Marine Corps could help anti-submarine warfare (ASW) with logistical support, holding enemy subs at risk

Nov. 4, 2020
How we develop, sequence, execute, and sustain naval operations over time will determine our ability to control the seas or deny their use to enemies.

WASHINGTON – Naval campaign planning for anti-submarine warfare (ASW) must include not only the Navy’s warfare communities, but also that of the U.S. Marine Corps. The U.S. Naval Institute reports. Continue reading original article

The Military & Aerospace Electronics take:

4 Nov. 2020 -- Nearly two years ago former Marine Corps Commandant Gen. Robert Neller, said, “We’re going to have to fight to get to the fight,” and, “I think we’re going to need more submarines” in a fight against a peer adversary.

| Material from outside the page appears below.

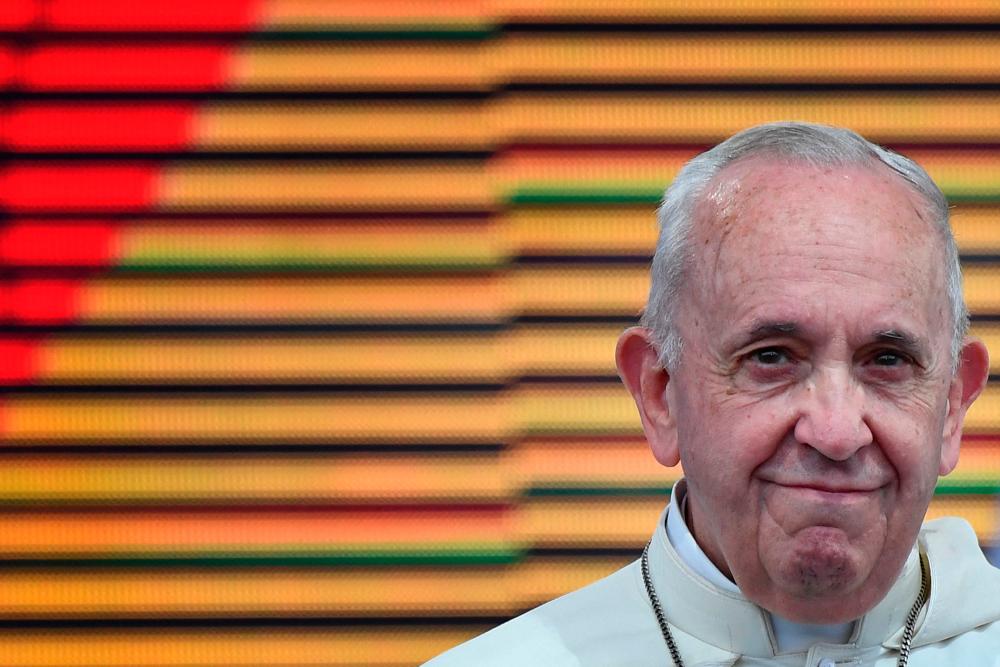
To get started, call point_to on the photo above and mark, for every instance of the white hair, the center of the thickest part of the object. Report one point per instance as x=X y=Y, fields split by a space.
x=813 y=144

U.S. ASW capabilities in the air, on the surface, and under the sea rely on a brittle layer of logistical support. As Chinese and Russian undersea warfare capabilities continue to improve, logistics and other supporting operations for U.S. ASW forces will grow in importance.

By offering forward logistics and support, as well as sensor and strike capabilities, Marine expeditionary advanced bases could make a significant contribution to undersea warfare campaigns, including holding Chinese and Russian submarines at risk.

Related: Navy asks Lockheed Martin to build AN/SQQ-89 shipboard anti-submarine warfare (ASW) and counter-mine systems

Related: Leidos gets Navy go-ahead to fabricate TRAPS deep-ocean sonar system prototypes for anti-submarine warfare (ASW)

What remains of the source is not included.